Immersive workshop between film and the rhythms of the “tammorra” music led by:

Elisa Flaminia Inno, author and director of documentaries
Vincenzo Romano, singer and musician

 

 

H17:30Followed by a discussion led by the professors supervising the summer school:

Clovis Maillet, HEAD – Genève, HES-SO
Henri de Riedmatten, Unité d’histoire de l’art, Faculté des lettres, Université de Genève
Marina Brancato, Accademia di Belle Arti di Firenze

 

 

H18:00Aperitif

Biographies

Marina Brancato graduated in Political Science with a thesis on civil ritualism in Ernesto de Martino (supervisor: Prof. P. Angelini, co-supervisor: Prof. P. Jedlowski) at the University L’Orientale in Naples. In 2011, at the same university, she earned a PhD in Anthropological Sciences and Cultural Change Analysis, working on the media representation of the earthquake in Abruzzo and Irpinia. She continued her teaching and research experience at L’Orientale: since 2011, she has been a contract lecturer for International Journalism and Journalistic Language Techniques labs and collaborating with the Department of Cultural Anthropology and Postcolonial Studies and Interethnic Relations led by Prof. Miguel Mellino. Since 2018, she has been teaching Visual Anthropology and Visual Ethnography for Photography and Cinema and Audiovisual courses at the Accademia di Belle Arti in Naples. Her research interests cross various disciplinary paths with a focus on collective imagination and memory, the concept of loss, and the relationship between anthropology, gender, and feminism.

Elisa Flaminia Inno is a director and documentary producer. After graduating in History and Film Criticism from DAMS at Roma Tre, she completed her documentary direction diploma at the National Institute of Image and Sound in Montreal, Canada. Her films address themes of cultural and gender identity in contemporary Italy, environmental preservation, and contemporary ethnography, with a strongly narrative approach. Her recent works include Pagani (2016, Istituto Luce, Cnc), Tutte a casa (La7, 2020) and Donne di Terra (2021, Rai Tre). She founded the 15|06 Film Association in Naples and is the Director of the international film festivals “Europa cinema al femminile” and “Mediterranea”. A lecturer in Audiovisual Disciplines and an independent researcher in Visual Anthropology, she has conducted research projects for the Istituto Centrale per il Patrimonio Immateriale in Rome and for the Visual Anthropology Laboratory “Annabella Rossi” at the University of Salerno.

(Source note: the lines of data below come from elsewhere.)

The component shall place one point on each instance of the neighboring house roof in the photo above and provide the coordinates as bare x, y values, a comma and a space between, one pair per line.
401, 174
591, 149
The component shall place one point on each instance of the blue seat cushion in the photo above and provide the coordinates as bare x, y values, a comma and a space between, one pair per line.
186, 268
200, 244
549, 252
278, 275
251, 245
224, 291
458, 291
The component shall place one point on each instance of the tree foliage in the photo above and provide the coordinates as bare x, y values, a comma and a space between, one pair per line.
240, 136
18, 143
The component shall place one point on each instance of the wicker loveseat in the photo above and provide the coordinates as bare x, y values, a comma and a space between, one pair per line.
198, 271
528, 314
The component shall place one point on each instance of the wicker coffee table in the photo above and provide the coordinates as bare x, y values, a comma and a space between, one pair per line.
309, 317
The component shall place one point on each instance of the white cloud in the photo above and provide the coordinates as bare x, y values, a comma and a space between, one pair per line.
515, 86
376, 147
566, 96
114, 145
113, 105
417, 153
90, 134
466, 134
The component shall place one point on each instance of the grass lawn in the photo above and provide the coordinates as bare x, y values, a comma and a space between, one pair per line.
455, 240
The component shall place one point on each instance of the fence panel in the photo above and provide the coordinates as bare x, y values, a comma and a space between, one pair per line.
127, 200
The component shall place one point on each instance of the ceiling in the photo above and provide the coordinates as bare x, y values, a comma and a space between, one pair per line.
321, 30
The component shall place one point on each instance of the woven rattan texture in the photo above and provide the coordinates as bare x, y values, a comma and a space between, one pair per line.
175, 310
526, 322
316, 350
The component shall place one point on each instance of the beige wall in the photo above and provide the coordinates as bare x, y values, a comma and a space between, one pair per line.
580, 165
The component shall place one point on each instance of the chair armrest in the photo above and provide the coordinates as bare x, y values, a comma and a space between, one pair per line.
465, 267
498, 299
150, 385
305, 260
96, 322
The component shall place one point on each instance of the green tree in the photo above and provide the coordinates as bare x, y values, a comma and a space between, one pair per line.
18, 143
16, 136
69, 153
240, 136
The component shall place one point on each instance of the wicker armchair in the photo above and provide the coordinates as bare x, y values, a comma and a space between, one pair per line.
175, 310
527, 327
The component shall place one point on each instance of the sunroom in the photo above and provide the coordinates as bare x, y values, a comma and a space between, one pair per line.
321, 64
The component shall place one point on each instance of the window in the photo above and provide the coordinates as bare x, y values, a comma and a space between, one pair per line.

Clovis Maillet specializes in gender issues and the history of trans identities. He holds a PhD from EHESS on medieval kinship under the supervision of Jean-Claude Schmitt (2010). Clovis Maillet has published La parenté hagiographique (Brepols, 2014) and Les genres fluides (Arkhê, 2020), and is preparing a book on trans history (Perrin) and another on trans ecologies (with Emma Bigé for LLL). He has taught at the Université Paris-Cité, ESAD TALM Angers, and UCO, and since 2023, he has been a lecturer at HEAD – Genève (HES-SO) and responsible for the Work.Master.

Henri de Riedmatten is a Swiss National Science Foundation (SNSF) Professor at the Department of Art History at the University of Geneva. He leads the research project “De la restauration comme fabrique des origines. Une histoire matérielle et politique de l’art à la Renaissance italienne.” His latest publication, Le suicide de Lucrèce. Éros et politique à la Renaissance, was published by Actes Sud in 2022. His current research focuses on iconoclasm and restoration issues, as well as animal representation in modern art.

Vincenzo Romano is known as the “Pilgrim Singer of Traditions.” He began playing the frame drum at the age of 9. He soon became known as the guardian of ancestral Neapolitan traditions. He performs on prestigious stages at traditional, ethical, and popular music festivals in Italy and Europe. He contributed to the film Al destino non chiedere quando by G. M. Valletta and the documentary Pagani by Elisa Flaminia Inno, providing soundtracks for both films (Flos Carmeli; Curri, curri mamma mia). As a singer-songwriter, he has released two albums, „Mammeddio“ and „Jamme ja.“

The event may be photographed and/or video recorded for archival, educational, and related promotional purposes. By attending this event, you are giving your consent to be photographed and/or video recorded.